I'm trying to plot county-level data within the US. This is the first time I've worked with geospatial data. I've used tigris
to import the county-level shape information but the problem I'm faced with now is that this information excludes bodies of water. I have found a solution to remove areas of water, but it feels suboptimal so I was wondering if there's an easier way to do this?
Here's a reprex:
library(tidyverse)
library(sf)
#> Linking to GEOS 3.6.1, GDAL 2.2.3, PROJ 4.9.3
options(tigris_use_cache = TRUE)
library(tigris)
#> To enable
#> caching of data, set `options(tigris_use_cache = TRUE)` in your R script or .Rprofile.
#>
#> Attaching package: 'tigris'
#> The following object is masked from 'package:graphics':
#>
#> plot
# Get county maps for select states
state_map <- counties(state = c("Illinois", "Michigan", "Wisconsin", "Indiana")) %>% sf::st_as_sf()
# Note the distinct lack of Lake Michigan
state_map %>%
ggplot(aes(fill = STATEFP)) +
geom_sf()
# Get all counties for state 55 (WI)
wi_counties <- state_map %>% filter(STATEFP == 55) %>% distinct(COUNTYFP) %>% pull(COUNTYFP)
# Iterate over each county, get water shape info, select only large areas of water.
# Finally perform union for all filtered water shape info
wi_water <-
map_dfr(
wi_counties,
~ area_water("WI", county = ., class = "sf") %>% filter(AWATER > 10^8)
) %>%
st_union()
# Remove overlapping regions between state_map and wi_water
state_minus_water <- st_difference(state_map, wi_water)

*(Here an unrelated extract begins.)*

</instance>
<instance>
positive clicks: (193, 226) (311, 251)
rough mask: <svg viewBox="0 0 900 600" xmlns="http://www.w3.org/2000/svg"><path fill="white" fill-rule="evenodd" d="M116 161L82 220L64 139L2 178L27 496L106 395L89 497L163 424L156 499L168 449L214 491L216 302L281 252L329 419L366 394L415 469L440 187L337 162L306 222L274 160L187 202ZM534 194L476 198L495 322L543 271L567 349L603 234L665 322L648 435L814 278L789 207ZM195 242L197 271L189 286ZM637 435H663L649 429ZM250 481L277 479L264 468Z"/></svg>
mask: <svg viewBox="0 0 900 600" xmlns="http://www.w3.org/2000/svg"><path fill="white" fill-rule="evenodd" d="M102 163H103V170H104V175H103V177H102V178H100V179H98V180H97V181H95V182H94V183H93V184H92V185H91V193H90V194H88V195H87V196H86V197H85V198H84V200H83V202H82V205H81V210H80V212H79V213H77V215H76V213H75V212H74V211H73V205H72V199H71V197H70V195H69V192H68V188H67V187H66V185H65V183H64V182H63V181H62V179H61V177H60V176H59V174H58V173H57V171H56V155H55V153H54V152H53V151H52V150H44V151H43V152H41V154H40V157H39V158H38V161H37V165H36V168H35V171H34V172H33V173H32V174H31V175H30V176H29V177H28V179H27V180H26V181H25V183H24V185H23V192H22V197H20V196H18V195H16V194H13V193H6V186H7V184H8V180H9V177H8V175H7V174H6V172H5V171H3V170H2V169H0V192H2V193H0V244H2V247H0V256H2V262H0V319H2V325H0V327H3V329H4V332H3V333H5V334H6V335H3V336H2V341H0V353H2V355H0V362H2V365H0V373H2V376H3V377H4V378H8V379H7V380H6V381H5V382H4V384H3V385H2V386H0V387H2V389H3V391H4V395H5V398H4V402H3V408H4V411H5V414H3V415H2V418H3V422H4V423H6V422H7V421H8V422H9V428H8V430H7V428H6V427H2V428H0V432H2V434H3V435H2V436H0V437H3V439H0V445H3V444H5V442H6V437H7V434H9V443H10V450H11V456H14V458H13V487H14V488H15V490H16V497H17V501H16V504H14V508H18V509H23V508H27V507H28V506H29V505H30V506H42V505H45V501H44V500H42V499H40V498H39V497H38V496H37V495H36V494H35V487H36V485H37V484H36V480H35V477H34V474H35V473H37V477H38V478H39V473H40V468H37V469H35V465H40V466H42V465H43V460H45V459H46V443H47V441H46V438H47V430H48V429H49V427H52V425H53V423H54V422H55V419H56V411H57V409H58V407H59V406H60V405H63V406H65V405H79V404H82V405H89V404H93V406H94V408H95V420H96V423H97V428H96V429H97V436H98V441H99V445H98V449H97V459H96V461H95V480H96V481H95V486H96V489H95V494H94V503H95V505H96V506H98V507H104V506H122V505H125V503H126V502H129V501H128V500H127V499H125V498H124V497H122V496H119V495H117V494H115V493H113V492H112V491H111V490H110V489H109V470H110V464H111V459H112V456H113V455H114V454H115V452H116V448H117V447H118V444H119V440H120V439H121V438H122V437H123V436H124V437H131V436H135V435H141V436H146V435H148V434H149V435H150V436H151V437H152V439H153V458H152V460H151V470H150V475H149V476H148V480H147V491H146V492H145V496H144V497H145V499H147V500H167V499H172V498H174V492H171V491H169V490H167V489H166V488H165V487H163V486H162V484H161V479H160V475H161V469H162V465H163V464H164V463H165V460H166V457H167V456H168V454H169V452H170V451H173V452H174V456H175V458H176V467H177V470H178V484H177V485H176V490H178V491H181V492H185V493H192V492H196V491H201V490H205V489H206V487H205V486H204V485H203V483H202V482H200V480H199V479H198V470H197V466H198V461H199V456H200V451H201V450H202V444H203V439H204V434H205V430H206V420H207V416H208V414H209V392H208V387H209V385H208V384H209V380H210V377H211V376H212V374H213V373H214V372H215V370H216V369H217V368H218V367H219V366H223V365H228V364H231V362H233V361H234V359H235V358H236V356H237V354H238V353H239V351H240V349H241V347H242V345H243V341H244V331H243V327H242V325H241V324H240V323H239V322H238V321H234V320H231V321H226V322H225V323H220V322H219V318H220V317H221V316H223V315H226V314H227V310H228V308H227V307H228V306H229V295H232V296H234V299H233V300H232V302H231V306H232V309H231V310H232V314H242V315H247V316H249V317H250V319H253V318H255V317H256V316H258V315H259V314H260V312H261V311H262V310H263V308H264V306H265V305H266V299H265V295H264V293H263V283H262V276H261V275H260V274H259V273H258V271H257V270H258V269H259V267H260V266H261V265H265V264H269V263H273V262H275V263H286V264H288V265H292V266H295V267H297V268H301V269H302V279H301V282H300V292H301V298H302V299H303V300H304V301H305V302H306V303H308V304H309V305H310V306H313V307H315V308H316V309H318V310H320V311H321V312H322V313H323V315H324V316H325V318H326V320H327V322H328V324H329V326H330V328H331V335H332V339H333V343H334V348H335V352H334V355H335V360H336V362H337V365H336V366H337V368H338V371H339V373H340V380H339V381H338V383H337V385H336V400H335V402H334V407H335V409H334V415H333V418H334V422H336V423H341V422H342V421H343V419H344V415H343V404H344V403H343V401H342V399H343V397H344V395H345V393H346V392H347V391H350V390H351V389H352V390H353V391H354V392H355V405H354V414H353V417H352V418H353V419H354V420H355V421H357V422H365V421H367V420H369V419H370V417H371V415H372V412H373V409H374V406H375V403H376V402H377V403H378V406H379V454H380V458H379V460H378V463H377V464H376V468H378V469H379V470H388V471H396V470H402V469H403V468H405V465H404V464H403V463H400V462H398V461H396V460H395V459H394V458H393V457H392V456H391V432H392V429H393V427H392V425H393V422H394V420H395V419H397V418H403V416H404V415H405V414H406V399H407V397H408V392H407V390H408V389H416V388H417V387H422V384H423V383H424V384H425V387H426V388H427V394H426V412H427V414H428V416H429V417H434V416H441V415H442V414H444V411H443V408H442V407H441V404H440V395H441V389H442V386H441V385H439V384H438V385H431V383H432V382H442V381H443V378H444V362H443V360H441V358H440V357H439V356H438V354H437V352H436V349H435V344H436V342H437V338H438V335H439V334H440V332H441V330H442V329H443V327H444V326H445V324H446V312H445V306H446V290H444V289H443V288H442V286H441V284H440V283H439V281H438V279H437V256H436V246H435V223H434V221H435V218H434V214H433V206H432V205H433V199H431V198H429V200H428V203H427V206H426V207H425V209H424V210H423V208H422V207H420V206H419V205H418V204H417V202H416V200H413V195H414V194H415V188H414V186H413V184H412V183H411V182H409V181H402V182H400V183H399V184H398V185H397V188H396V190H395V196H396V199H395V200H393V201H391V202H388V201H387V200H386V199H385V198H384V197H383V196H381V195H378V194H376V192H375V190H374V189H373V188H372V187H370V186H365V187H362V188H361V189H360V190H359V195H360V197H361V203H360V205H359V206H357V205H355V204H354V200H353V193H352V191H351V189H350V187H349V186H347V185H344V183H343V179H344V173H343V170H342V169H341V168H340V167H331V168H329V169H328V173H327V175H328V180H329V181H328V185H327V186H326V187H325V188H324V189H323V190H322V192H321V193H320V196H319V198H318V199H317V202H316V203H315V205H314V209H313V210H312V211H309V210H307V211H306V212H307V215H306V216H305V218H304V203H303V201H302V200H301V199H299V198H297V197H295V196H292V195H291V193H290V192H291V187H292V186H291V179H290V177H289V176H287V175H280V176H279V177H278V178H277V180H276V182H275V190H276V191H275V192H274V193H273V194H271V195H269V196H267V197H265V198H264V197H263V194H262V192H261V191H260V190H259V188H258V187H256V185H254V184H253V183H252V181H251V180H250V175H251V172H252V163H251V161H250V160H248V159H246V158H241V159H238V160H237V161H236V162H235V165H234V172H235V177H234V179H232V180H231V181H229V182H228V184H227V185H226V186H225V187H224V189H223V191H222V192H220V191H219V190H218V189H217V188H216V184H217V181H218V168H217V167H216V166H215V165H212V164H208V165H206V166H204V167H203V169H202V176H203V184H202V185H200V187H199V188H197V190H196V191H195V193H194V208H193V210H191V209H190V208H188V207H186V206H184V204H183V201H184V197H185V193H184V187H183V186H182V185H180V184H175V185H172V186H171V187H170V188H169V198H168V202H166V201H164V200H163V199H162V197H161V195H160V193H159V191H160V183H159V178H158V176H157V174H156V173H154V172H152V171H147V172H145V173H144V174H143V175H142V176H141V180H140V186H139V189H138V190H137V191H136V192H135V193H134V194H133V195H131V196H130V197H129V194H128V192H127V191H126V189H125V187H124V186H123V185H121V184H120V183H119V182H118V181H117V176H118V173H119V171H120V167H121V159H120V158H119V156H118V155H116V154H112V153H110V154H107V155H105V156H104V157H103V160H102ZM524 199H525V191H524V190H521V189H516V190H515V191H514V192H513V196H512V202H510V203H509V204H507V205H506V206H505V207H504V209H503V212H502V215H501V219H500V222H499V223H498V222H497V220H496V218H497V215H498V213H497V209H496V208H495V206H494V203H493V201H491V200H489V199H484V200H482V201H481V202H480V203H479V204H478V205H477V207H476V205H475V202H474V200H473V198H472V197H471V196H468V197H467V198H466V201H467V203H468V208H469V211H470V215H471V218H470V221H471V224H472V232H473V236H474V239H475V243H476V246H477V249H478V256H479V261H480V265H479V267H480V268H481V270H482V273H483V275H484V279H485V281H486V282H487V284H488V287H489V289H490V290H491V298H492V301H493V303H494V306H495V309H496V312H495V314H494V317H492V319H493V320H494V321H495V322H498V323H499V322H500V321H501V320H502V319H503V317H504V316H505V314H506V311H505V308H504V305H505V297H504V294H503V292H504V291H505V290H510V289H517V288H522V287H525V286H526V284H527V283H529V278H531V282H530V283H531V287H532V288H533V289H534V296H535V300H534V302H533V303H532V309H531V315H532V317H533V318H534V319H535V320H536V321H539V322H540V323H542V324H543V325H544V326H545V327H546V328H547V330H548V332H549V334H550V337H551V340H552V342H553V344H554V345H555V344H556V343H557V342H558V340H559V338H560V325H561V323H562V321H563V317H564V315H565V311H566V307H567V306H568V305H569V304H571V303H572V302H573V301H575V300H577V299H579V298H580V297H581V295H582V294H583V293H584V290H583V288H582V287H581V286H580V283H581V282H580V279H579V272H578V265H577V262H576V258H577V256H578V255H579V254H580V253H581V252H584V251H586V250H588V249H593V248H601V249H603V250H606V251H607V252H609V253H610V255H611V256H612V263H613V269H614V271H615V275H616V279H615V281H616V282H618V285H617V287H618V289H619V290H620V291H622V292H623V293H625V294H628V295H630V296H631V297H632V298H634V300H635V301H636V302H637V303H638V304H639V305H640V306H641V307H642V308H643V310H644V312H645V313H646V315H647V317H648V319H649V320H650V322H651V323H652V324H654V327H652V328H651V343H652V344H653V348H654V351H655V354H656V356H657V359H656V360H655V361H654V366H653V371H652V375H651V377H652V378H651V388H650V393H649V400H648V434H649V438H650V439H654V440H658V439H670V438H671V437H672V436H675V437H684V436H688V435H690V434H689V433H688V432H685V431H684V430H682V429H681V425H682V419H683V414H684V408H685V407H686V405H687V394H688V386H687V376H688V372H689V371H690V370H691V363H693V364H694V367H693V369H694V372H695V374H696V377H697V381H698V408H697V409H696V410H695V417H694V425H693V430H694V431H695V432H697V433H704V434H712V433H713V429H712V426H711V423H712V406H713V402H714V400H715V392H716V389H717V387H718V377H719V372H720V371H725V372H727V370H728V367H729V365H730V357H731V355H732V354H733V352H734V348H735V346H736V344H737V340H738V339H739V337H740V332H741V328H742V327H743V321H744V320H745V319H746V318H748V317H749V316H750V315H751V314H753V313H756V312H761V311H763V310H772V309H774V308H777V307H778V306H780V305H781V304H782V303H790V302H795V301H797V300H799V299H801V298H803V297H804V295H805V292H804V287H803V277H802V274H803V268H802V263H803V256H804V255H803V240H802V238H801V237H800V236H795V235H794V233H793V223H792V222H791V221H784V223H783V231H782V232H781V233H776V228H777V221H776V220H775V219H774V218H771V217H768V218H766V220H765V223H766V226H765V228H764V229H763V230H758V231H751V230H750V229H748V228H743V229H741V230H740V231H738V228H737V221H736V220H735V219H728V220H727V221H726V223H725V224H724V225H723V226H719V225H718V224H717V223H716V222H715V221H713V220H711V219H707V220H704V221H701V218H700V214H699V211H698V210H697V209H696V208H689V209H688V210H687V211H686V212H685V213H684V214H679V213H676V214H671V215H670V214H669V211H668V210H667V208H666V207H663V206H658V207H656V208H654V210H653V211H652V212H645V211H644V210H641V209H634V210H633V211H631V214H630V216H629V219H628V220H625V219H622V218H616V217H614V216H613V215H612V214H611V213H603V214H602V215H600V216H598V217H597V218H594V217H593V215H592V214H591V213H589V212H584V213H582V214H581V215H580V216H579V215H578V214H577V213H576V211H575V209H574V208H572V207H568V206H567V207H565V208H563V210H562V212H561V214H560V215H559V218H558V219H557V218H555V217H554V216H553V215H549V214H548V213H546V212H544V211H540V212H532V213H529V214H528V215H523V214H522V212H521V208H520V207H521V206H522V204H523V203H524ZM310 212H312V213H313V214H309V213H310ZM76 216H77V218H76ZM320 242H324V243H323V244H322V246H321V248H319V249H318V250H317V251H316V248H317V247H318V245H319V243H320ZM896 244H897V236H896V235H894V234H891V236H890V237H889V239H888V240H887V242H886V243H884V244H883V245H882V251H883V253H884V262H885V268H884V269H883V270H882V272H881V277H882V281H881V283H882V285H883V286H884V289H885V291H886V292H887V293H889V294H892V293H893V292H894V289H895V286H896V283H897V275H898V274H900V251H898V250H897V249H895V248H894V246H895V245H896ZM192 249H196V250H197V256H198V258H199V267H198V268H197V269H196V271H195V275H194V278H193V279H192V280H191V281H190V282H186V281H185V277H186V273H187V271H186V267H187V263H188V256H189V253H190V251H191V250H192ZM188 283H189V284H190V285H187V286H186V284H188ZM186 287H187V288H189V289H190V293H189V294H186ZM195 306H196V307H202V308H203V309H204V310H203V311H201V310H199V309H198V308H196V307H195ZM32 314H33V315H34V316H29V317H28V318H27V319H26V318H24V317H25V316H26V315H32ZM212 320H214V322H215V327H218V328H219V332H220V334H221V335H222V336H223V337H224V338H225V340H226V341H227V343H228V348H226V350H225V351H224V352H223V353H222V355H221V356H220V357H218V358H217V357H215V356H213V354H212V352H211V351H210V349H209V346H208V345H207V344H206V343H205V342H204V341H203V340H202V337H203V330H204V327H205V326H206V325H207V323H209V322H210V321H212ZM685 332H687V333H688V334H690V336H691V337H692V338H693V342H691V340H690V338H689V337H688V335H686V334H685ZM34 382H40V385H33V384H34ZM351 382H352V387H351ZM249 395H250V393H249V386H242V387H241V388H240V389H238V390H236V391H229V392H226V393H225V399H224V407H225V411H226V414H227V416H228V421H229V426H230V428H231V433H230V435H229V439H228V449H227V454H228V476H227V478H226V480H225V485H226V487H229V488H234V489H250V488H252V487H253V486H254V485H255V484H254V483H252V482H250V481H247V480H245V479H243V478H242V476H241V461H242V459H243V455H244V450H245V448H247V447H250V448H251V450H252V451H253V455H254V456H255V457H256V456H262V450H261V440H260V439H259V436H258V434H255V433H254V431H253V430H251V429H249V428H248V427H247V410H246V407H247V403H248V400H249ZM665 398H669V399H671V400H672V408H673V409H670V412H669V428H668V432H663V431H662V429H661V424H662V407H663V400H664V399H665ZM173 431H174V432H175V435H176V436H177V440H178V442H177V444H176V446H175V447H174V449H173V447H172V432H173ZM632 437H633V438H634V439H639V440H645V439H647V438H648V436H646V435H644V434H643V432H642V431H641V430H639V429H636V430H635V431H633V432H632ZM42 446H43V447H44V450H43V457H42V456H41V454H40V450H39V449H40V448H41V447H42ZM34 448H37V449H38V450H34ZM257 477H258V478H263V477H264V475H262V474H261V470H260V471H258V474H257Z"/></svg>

#> although coordinates are longitude/latitude, st_difference assumes that they are planar
#> Warning: attribute variables are assumed to be spatially constant throughout all
#> geometries
# Now we have a bit of Lake Michigan...
state_minus_water %>%
ggplot(aes(fill = STATEFP)) +
geom_sf()
So this works but the problem is I need to do this for all states. I can probably loop/map across all states/counties and perform a union, but this seems a bit inefficient... I'm also worried about running into memory issues, which has been a problem for me when I've been playing around with this data.